13. Segmental Reporting: .
The Company is operating only in one segment i.e. Cosmetic Surgeries & Skin, Hair, Dental & other Health Care Services.
14. Related Party Transactions:
As per accounting standard 18 (AS-18) Related party disclosures, notified in the companies (Accounting Stan- dards) Rules 2006, the disclosure of transactions with the related parties defined in AS-18 are given below;
1. Key Managerial Personnel:
a) Dr. Prashant Vikram
b) Dr. Nishita Sheth
c) Mr. Pritesh Doshi
Further following Related Party Transactions were noticed during the year:
a) Bandra Clinic premises owned by Dr. Nishita Sheth - M.D. has been taken on Leave and Licence basis by the Company w.e.f26/12/2011. Monthly rent is Rs. 100000/-. (Advance deposit of Rs. 10 lacs made by the Company to her).

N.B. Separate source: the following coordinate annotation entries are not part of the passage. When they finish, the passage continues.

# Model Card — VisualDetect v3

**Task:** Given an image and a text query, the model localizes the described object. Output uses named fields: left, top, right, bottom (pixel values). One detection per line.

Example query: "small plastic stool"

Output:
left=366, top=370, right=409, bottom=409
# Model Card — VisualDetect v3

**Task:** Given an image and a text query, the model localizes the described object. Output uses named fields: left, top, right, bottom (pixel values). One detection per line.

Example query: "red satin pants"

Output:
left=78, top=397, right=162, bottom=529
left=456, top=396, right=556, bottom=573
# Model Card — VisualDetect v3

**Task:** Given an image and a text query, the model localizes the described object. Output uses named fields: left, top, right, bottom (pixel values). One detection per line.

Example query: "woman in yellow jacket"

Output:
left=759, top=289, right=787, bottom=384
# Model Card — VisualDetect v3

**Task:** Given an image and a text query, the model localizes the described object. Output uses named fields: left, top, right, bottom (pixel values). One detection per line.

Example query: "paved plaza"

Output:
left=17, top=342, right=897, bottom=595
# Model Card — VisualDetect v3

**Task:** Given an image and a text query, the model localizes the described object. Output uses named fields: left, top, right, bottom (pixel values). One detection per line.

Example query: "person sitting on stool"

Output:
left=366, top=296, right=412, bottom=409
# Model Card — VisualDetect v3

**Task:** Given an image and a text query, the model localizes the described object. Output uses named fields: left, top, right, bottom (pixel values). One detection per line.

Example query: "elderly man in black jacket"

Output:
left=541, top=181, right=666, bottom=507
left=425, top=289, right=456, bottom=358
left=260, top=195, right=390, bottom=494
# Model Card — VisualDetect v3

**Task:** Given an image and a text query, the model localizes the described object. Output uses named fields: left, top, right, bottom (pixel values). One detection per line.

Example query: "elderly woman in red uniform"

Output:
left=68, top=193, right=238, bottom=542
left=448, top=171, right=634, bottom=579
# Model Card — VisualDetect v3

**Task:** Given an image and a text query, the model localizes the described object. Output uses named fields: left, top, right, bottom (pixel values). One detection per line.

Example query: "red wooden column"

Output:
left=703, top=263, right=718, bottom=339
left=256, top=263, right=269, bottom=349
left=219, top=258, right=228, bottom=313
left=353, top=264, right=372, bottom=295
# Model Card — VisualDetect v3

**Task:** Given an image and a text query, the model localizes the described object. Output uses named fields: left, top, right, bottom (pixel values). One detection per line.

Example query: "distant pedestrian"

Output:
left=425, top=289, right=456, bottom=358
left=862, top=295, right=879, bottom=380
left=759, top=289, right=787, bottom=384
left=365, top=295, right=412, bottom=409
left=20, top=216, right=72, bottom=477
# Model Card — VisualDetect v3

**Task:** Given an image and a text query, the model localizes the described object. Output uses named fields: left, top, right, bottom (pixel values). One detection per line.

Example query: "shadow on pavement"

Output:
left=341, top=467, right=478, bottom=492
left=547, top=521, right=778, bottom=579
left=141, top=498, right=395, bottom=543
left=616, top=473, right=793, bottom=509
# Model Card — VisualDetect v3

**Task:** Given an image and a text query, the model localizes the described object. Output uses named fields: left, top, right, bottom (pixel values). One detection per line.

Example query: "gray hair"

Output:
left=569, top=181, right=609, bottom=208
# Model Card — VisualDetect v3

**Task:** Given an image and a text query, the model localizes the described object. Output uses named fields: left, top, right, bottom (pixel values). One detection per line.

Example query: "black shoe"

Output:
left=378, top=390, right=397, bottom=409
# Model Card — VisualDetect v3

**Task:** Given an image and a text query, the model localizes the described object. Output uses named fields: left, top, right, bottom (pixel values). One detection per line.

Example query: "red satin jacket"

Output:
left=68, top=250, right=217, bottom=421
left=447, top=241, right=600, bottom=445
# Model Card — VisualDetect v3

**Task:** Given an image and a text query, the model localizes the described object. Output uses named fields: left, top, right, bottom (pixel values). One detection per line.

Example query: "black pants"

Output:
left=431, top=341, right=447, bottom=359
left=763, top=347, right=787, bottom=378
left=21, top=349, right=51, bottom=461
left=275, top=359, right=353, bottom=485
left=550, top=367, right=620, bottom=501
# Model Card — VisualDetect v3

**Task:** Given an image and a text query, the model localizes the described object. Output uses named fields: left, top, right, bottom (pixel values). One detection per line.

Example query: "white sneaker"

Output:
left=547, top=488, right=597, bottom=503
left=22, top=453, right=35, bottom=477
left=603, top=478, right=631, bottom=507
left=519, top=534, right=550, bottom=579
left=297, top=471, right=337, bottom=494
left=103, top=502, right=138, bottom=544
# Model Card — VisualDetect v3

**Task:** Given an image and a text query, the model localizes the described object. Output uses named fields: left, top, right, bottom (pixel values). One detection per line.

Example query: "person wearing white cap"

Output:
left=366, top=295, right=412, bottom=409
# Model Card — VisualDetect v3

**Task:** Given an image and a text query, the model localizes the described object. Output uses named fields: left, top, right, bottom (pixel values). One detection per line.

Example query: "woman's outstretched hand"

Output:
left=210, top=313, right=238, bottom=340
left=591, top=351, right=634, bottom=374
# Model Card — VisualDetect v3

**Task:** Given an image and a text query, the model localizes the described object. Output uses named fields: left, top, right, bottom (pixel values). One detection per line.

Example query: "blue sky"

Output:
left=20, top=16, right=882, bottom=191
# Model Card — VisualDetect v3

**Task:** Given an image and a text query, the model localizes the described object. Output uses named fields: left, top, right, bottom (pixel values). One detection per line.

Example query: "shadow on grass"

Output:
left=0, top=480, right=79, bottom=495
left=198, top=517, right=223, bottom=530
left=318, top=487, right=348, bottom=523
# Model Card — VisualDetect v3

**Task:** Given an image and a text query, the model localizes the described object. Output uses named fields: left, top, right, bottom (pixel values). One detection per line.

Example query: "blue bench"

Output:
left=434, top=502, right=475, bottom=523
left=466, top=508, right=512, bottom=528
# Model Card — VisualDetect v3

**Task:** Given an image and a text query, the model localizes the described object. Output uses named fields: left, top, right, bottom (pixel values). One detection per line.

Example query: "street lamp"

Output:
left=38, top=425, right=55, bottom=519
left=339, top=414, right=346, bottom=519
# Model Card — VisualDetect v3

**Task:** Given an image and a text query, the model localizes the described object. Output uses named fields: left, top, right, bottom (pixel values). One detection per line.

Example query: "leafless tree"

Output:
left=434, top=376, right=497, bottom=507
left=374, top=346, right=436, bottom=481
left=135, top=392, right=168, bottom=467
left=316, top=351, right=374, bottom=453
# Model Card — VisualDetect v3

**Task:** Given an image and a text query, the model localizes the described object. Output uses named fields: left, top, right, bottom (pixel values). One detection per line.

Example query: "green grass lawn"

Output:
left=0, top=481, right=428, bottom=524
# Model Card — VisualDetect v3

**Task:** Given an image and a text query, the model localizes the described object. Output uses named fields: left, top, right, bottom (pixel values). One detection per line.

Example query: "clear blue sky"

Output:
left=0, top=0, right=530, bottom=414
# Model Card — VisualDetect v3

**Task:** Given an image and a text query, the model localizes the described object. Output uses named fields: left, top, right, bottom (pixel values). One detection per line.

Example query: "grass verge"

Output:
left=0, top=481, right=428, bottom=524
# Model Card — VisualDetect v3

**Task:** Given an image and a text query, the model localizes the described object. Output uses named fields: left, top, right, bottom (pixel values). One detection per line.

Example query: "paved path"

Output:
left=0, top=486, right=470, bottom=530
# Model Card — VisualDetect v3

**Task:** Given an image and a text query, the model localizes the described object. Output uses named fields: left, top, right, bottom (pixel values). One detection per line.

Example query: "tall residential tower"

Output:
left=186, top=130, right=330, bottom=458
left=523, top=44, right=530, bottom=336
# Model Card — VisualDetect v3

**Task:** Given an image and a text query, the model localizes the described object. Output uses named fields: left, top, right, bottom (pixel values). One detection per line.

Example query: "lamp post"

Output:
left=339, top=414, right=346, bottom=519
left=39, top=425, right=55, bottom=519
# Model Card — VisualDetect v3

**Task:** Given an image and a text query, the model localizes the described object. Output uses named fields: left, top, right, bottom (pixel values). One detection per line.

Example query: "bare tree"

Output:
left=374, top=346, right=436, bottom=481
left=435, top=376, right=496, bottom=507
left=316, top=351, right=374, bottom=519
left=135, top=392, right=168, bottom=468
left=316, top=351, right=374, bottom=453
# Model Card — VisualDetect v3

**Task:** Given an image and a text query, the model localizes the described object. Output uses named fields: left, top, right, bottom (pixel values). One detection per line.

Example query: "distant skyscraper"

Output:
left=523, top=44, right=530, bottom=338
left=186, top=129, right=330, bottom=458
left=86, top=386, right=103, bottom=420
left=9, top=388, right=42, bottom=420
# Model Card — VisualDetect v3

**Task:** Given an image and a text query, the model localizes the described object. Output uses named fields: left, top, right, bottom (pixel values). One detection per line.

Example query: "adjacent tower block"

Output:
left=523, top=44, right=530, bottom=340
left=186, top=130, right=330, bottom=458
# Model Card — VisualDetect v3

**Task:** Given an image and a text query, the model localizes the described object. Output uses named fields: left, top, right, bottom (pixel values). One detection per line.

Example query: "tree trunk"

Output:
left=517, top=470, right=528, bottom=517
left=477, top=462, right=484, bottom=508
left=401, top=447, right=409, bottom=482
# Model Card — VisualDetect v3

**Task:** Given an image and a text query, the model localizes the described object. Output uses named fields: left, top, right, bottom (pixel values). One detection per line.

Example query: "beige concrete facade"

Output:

b) Furniture at Bandra Clinic owned by Dr. Prashant Vikram - Chairman has been taken on Leave and Licence basis by the Company w.e.f.26/12/2011 on monthly rent of Rs.75,000/-.(Advance deposit of Rs.5 lacs made by the Company to him).
c) Company has advanced a total sum of Rs.10,35,407/- to various parties for Furniture (Bandra Office) on behalf of Dr. Prashant Vikram to be recovered from him & as on 31/03/2013 at sumofRs.485407/- is due from him.
15. Earnings (Loss) Per Share:
Basic EPS - (0.07) = 438258 (Net Profit attributable to Shareholders) / 6000000 (Weighted Avg. No of Equity Shares)
Diluted EPS - (0.07) = 438258 (Net Profit attributable to Shareholders) / 6000000 (Weighted Avg. No of Equity Shares) -
Diluted EPS is similar to Basic EPS as there are no potential equity share as on date.
16. Miscellaneous Expenditure
Preliminary Expenses incurred by Company is written off during the year in view of AS26 (Para 56). Further management has decided not to write off Public Issue Expenses during the year of Issue and to write off the same over a period of 5 years.